On Tuesday, the foreign ministers of Russia, Kazakhstan, Azerbaijan, Turkmenistan and Iran meet in Moscow to try to answer this age-old riddle for once and for all.

What it boils down to is oil, and the abundant reserves that lie beneath the sea (or should that be lake?) bed. If the Caspian were a lake, its riches would be split evenly between the five coastal states. As a sea, however, its bottom is divided up according to the length of each country's coastline.

Russia, Kazakhstan and Azerbaijan are very happy with the current "sea" definition. But Iran and Turkmenistan, with shorter coastlines, are pushing for the Caspian's status to be changed.

In the old days, of course, it didn't matter, as four of the five Caspian states were part of the Soviet Union, and the fifth got on famously with Moscow. But now that it's each to his own, the gloves are off.

I doubt they'll come to any sort of agreement this week. They've been arguing the point for the last 10 years without any sign of a breakthrough, and now that the full extent of the Caspian's oil reserves has come to light, everyone wants to get his hands on them.

The simmering row erupted three years ago when Iranian marine guards fired at an Azeri oil exploration ship in the southern sector of the Caspian. Tehran said the ship was trespassing in its territorial waters, and all work on the disputed oil field has now been halted.

There's even a dispute over what the Caspian should be called, and when Azerbaijan's late leader, Haidar Aliyev, went to Tehran to meet President Khatami, the two practically came to blows over what to call it.

As for the Turkmens, it's anyone's guess what line they will take.
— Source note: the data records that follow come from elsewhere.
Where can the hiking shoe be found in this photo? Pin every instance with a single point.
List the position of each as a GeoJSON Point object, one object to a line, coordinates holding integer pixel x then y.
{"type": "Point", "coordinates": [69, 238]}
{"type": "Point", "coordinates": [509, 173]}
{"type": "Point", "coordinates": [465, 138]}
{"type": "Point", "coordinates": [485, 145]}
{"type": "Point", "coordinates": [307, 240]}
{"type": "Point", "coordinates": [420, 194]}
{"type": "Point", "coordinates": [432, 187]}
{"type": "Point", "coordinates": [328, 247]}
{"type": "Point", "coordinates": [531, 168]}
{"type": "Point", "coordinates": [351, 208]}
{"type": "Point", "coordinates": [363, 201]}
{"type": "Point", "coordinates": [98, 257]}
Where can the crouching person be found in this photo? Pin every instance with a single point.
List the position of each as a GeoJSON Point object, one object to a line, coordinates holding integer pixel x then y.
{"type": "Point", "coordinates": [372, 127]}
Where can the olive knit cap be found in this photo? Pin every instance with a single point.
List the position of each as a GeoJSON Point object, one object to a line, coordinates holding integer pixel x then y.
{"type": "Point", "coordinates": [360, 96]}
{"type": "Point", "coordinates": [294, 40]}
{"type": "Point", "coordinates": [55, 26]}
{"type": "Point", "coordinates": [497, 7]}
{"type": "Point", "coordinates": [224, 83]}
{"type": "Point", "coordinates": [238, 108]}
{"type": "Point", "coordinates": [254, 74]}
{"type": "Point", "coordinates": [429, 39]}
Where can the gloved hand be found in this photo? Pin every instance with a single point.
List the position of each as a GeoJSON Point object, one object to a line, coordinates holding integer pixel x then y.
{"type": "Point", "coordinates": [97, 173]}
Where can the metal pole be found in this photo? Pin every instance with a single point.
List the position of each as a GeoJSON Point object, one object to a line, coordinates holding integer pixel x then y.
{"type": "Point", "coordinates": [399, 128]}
I read this week that Sapamurat Niyazov, the eccentric leader of Turkmenistan, has had an entire village leveled because it obscured his view of a showpiece mosque.

In the past, Niyazov -- or Turkmenbashi, as he likes to be called, a name that means Father of All the Turkmens -- has renamed the days of the week in honor of members of his family. Reclassifying a sea as a lake would be a mere trifle in his book.

With none of the sides likely to concede an inch, it looks like the sea versus lake show is one that will run and run.

Chloe Arnold is a freelance journalist based in Baku, Azerbaijan.